For more information, please visit the 
Securities Law Alert Resource Center

Ninth Circuit: Omnicare’s Pleading Standards for Opinion-Based Section 11 Claims Apply to Claims Alleging Misstatements of Opinion Under Section 10(b) and Rule 10b-5
 

On May 5, 2017, the Ninth Circuit held that the pleading standards for alleging a Section 11 claim based on a misstatement of opinion set forth in Omnicare v. Laborers Dist. Council Const. Industry Pension Fund, 135 S. Ct. 1318 (2015),[1] apply to opinion-based claims brought under Section 10(b) and Rule 10b-5. City of Dearborn Heights Act 345 Police & Fire Ret. Sys. v. Align Technology, 856 F.3d 605 (9th Cir. 2017).
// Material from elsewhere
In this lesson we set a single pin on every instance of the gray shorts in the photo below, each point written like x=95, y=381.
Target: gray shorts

The Ninth Circuit determined that Omnicare overruled its prior decision in Reese v. Malone, 747 F.3d 557 (9th Cir. 2014) [2] to the extent that Reese permitted plaintiffs to allege the falsity of a statement of opinion by pleading that the speaker had “no reasonable basis for the belief” expressed. Id. (quoting Reese, 747 F.3d 557). The Ninth Circuit stated that under Omnicare, “pleading falsity by alleging that ‘there is no reasonable basis for the belief’ is permissible only under an omissions theory of liability.” To assert an omission-based claim after Omnicare, a plaintiff must “‘call into question the issuer’s basis for offering the opinion’” by alleging “‘facts about the inquiry the [issuer] did or did not conduct or the knowledge it did or did not have.’” Id. (quoting Omnicare, 135 S. Ct. 1318). The Ninth Circuit found Reese’s “no reasonable basis for the belief” standard “clearly irreconcilable” with Omnicare.
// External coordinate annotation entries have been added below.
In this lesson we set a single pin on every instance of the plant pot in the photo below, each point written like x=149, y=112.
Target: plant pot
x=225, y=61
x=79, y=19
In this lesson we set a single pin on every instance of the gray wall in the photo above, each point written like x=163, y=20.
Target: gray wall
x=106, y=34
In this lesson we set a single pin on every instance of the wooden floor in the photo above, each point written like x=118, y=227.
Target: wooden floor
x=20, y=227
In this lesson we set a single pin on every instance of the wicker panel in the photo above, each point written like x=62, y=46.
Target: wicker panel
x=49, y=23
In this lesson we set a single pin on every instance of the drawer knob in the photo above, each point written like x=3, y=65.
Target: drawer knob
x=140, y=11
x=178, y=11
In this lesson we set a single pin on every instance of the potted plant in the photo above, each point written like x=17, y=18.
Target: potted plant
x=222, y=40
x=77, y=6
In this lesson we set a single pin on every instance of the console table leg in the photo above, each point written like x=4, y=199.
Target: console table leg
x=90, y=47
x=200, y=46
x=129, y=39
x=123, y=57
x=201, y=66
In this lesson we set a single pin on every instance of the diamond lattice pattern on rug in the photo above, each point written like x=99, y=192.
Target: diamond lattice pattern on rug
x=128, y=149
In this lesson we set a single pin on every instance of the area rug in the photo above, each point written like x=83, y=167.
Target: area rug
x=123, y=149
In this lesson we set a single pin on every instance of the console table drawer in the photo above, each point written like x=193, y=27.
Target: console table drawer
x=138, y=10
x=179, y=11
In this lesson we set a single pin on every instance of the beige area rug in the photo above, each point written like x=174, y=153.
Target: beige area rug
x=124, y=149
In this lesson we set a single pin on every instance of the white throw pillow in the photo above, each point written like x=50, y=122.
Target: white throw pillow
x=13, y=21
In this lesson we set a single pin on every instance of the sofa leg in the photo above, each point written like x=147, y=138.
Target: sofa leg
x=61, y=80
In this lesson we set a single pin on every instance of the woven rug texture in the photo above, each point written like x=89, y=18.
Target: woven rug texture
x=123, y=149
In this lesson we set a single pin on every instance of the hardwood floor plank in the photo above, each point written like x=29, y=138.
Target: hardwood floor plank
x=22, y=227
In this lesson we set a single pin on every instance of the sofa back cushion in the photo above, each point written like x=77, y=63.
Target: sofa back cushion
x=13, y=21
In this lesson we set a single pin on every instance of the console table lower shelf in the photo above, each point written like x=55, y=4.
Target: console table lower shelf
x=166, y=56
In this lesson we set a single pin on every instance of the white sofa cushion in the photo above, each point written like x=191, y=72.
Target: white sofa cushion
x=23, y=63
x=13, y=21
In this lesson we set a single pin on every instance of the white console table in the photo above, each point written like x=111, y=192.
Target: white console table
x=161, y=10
Ninth Circuit: Expressing a Favorable Opinion Concerning FDA Clearance May Be Misleading If the Speaker Does Not Disclose Relevant Adverse FDA Developments  

On August 18, 2017, the Ninth Circuit reversed dismissal of securities fraud claims where defendants allegedly represented that “FDA clearance risk has been achieved” without disclosing that the company had not obtained clearance for one of the key products discussed. In re Atossa Genetics Sec. Litig., 868 F.3d 784 (9th Cir. 2017).
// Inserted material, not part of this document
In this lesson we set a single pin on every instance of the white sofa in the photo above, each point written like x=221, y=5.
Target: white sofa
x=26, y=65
The Ninth Circuit found the statement at issue to constitute an opinion, rather than a statement of fact, but found plaintiffs adequately alleged that the opinion did not “fairly align[ ] with the information in [the company’s] possession at the time” under the standard set forth in Omnicare. The court observed that “the omitted facts [were] strikingly similar to [the] hypothetical the Supreme Court offered in Omnicare” of “an issuer [who] publicly stated, ‘we believe our conduct is lawful,’ but did not disclose the issuer’s knowledge that the Federal Government took the opposite view.”